Da The Piper at the Gates of Dawn del 1967, fino a The Endless River del 2014, l’album che ha chiuso la discografia dei Pink Floyd, Mason ha sempre dato il suo contriuto alla batteria, pur risultando, la sua presenza, scarsissima dal punto di vista della produzione di pezzi: a lui risultano accreditati praticamente solo pezzi come The Grand Vizier’s Garden Party, Ummagumma, e Speak To Me, The Dark Side Of The Moon.
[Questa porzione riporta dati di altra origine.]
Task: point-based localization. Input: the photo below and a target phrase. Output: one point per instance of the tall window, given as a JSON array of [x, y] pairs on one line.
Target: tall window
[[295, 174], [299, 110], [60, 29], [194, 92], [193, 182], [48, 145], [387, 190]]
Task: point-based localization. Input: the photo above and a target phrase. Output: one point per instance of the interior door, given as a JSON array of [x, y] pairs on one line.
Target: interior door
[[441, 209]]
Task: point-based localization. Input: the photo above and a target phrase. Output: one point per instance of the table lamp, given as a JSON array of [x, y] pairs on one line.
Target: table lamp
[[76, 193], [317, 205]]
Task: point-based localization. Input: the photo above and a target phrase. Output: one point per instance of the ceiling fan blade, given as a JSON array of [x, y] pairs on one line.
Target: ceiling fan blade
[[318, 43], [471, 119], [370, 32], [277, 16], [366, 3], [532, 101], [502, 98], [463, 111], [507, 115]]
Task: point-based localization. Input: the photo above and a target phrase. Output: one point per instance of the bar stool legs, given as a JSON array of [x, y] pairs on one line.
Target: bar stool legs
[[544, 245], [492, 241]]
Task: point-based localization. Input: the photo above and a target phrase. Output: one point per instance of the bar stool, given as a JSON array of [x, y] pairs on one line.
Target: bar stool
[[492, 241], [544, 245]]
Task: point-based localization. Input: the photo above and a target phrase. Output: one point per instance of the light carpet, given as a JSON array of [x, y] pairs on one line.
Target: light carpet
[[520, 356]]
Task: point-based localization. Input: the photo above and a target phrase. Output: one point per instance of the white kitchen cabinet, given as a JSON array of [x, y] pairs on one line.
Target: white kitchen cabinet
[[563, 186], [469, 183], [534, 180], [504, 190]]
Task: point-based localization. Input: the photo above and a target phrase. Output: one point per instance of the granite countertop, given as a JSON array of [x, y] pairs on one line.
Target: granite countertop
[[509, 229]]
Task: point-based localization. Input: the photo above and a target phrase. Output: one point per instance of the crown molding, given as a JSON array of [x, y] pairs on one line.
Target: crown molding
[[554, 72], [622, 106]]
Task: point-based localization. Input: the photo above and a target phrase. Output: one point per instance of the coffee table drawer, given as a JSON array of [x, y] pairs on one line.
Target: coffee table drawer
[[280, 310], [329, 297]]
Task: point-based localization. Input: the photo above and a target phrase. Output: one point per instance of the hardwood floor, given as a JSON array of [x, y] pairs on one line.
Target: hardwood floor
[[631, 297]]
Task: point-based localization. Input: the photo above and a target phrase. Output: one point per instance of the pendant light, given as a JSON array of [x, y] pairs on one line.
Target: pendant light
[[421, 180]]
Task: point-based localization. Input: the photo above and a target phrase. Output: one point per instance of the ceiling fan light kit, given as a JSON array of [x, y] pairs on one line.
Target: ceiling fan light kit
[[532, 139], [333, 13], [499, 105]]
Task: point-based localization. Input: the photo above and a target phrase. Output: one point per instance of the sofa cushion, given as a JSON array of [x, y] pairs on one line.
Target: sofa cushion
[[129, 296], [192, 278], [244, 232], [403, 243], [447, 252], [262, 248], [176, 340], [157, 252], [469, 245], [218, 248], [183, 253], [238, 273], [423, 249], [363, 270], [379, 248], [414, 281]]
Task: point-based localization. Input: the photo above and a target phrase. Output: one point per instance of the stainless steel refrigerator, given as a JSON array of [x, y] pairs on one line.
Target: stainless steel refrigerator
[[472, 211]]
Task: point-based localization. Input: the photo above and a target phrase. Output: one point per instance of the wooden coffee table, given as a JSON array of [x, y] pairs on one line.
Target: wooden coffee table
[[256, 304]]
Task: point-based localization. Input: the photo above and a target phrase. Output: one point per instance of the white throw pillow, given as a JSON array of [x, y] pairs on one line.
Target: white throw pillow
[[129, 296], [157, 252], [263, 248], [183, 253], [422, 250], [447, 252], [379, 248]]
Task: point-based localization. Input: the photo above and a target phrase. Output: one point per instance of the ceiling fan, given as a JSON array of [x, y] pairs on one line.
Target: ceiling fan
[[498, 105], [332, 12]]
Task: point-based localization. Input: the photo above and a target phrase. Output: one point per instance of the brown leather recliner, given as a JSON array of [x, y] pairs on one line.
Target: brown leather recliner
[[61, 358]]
La sua carriera solista, inoltre, si riassume in un solo album: Nick Mason’s Fictitious Sports (1981). Nel 1985, invece, pubblica Profiles, un album in studio con il chitarrista Rick Fenn (10cc).

Mason ha lavorato anche con altri, come batterista e produttore discografico per Robert Wyatt (Rock Bottom, pubblicato nel 1974) e per Steve Hillage (Green, pubblicato nel 1978) , come batterista per Michael Mantler e come produttore per il gruppo punk rock The Damned, per il quale produsse l’album Music for Pleasure del 1977.

Pur sempre convinto della possibilità di una reunion dei Pink Floyd e della pace che avrebbero dovuto fare David Gilmour e Roger Waters, il 17 aprile 2018, pur di suonare la musica dei suoi Pink Floyd, ha annunciato una sua nuova band, i Nick Mason’s Saucerful of Secrets.

Con lui la vecchia conoscenza Guy Pratt al basso, il chitarrista dei Blockheads, Lee Harris; il chitarrista degli Spandau Ballet Gary Kemp. E con loro anche il produttore/compositore Dom Beken alle tastiere. La loro musica si concentra sul periodio 1967-1972 dei Pink Floyd.